LOVE & amp; MARRIAGE Never been KISSED The couple says faith and a common lifestyle brought them together.



SEATTLE TIMES
SEATTLE -- Jill Merry and Adrian Burwell began dating last November. They got engaged in May. But the first time they kissed was Aug. 16 -- at the altar, in front of more than 600 people. For the couple, who met at a Southern Baptist evangelical church in Renton, Wash., not kissing, not hugging and not having sex before they were married was an avowal of purity.
"We have all the same emotions everyone else does. We just decided to put guidelines to it," said Merry, 26, of Bellevue, Wash. "We knew that if we starting touching, things were going to start happening."
While it is unknown how many of the almost 2.5 million couples who get married in the United States each year set limits on the physical aspect of their relationship, it's not uncommon in the 350-member community of Trinity Baptist Church.
Premarital counseling
The Rev. Mr. Richard Seim said he does extensive premarital counseling, involving eight sessions with every couple, and talks with them explicitly about the limits they are setting.
The vast majority of couples he marries -- as many as four out of five, he said -- have committed to do nothing physical besides kiss and hold hands before their weddings. About one-third kiss for the first time at the altar, he said. And when he gave his own daughter away at her wedding, he felt sure he was placing her hand into her husband-to-be's for the first time.
"We believe the Bible teaches that a person should remain sexually pure until marriage," said the Rev. Mr. Seim, who, along with Burwell's father, oversaw the wedding.
Whatever people's religious beliefs may be, the prenuptial path Merry and Burwell are taking certainly places them in a distinct minority.
Situation in America today
The majority of Americans today are sexually active before they are married, and more than half of all couples live together before a first marriage, said Barbara Dafoe Whitehead, co-director of the National Marriage Project, a research organization at Rutgers University focusing on trends related to marriage.
Whitehead is aware of efforts to emphasize chastity before marriage, although she hadn't heard of couples who refrain from kissing.

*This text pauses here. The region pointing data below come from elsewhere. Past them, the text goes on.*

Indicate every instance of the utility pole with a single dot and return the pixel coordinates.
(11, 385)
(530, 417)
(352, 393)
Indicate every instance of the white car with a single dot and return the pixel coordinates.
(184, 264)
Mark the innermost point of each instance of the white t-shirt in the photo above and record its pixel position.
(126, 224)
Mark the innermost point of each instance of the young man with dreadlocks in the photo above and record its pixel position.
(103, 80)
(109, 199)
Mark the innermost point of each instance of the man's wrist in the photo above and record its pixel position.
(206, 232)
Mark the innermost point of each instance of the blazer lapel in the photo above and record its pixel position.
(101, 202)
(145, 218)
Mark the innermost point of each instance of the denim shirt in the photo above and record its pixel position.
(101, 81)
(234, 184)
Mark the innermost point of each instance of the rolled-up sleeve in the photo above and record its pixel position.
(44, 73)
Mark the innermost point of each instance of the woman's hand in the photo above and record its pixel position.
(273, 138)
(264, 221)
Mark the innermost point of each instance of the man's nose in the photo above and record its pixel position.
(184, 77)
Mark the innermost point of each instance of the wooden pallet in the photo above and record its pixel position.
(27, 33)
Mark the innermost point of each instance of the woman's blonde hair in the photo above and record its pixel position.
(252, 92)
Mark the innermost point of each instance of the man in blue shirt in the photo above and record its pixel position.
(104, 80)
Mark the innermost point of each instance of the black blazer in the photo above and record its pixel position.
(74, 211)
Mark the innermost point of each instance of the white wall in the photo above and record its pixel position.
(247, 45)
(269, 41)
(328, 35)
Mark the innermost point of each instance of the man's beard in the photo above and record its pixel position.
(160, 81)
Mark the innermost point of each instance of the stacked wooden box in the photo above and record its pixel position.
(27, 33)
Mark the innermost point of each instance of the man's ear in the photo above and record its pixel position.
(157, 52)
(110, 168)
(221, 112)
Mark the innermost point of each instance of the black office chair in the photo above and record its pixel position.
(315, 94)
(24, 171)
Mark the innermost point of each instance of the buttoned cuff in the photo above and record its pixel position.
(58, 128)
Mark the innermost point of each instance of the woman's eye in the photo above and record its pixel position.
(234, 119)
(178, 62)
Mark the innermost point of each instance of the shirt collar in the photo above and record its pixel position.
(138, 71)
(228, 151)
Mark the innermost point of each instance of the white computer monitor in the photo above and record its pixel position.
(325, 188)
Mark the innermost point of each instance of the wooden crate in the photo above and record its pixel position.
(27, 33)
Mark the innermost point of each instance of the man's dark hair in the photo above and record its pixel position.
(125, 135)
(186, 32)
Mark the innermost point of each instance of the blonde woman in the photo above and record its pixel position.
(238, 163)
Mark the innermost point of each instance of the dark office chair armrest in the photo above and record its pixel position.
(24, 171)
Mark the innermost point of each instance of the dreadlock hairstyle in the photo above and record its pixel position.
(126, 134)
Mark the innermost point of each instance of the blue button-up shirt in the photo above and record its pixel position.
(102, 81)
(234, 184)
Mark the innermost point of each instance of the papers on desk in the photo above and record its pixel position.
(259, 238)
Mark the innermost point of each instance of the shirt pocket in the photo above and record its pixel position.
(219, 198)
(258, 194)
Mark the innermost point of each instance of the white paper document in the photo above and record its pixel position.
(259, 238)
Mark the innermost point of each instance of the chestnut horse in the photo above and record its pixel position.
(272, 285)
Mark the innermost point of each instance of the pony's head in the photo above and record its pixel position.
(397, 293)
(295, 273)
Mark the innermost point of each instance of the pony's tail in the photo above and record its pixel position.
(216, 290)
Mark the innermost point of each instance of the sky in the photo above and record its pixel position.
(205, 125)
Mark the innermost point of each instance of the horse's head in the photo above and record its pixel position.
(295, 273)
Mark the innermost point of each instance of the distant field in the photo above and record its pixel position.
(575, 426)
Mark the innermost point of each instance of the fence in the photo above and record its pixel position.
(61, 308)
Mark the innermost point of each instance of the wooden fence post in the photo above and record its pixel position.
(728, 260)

"I don't think it's strong enough to say it's a full-fledged movement, but there is a backlash among certain religious groups to return to traditional forms of courtship," she said.
Religious couples tend to stay married more often than nonreligious couples, she added.
"But whether they are actually happier or whether refraining from physical contact [before the wedding] would strengthen a marriage, we wouldn't know empirically by any research," she said.
"I think a sort of sociological commonplace is 'like marries like.' And on those major, important issues, when people agree, that is a good sign. Perhaps their religious commitment and the fact they agree on these questions that have to do with sex and kissing means they are quite compatible and in sync with each other."
What drew them together
Merry and Burwell certainly feel their faith has led them to each other and a common lifestyle.
Although they had been attending the same church for several years, Burwell, 28, wrote Merry a letter in November asking if he could get to know her better. He admits he didn't have strong feelings for her at the time, but he felt drawn to her.
"I did have some emotion for her, not a lot," said Burwell, who owns a custom-cabinet business. "But I knew deep down that this was the person God wanted me to have."
They agreed to date, and they both admit the first month and a half was something of an effort.
"God just opened our hearts and we really began to fall in love," said Merry, who wears a silver cross around her neck and has "JESUS" written on block letters on her key chain. "It was January of this year that everything just exploded and just changed. And we were both filled with a deep sense of love for each other."
Burwell proposed. Merry accepted. But they still didn't kiss.
"The only lady I've kissed is my mom," said Burwell, whose father is a pastor. "To me, the first kiss is one of the most precious gifts I can give away, and it's something I'll only give my wife."
Merry hadn't kissed anyone, either, mostly as a result of seeing friends getting in and out of relationships, she said.
"I knew I didn't want to date around and give different parts of my heart to different guys," she said. "I just decided I wanted to save my first kiss for my wedding day."
They did hold hands. And their fingers were often interlaced during their premarital sessions with their pastor, associate pastor and counselor. But that's where their physical contact ended.
"Today, it's like everything's backward. You start on the physical level and then you get to know each other on a deeper, emotional level," said Merry.
"We wanted to get to know each other on the emotional level first. And the physical is just the icing on the cake."
All rules are off now that they are married and living in the Renton, Wash., home they've bought, they said.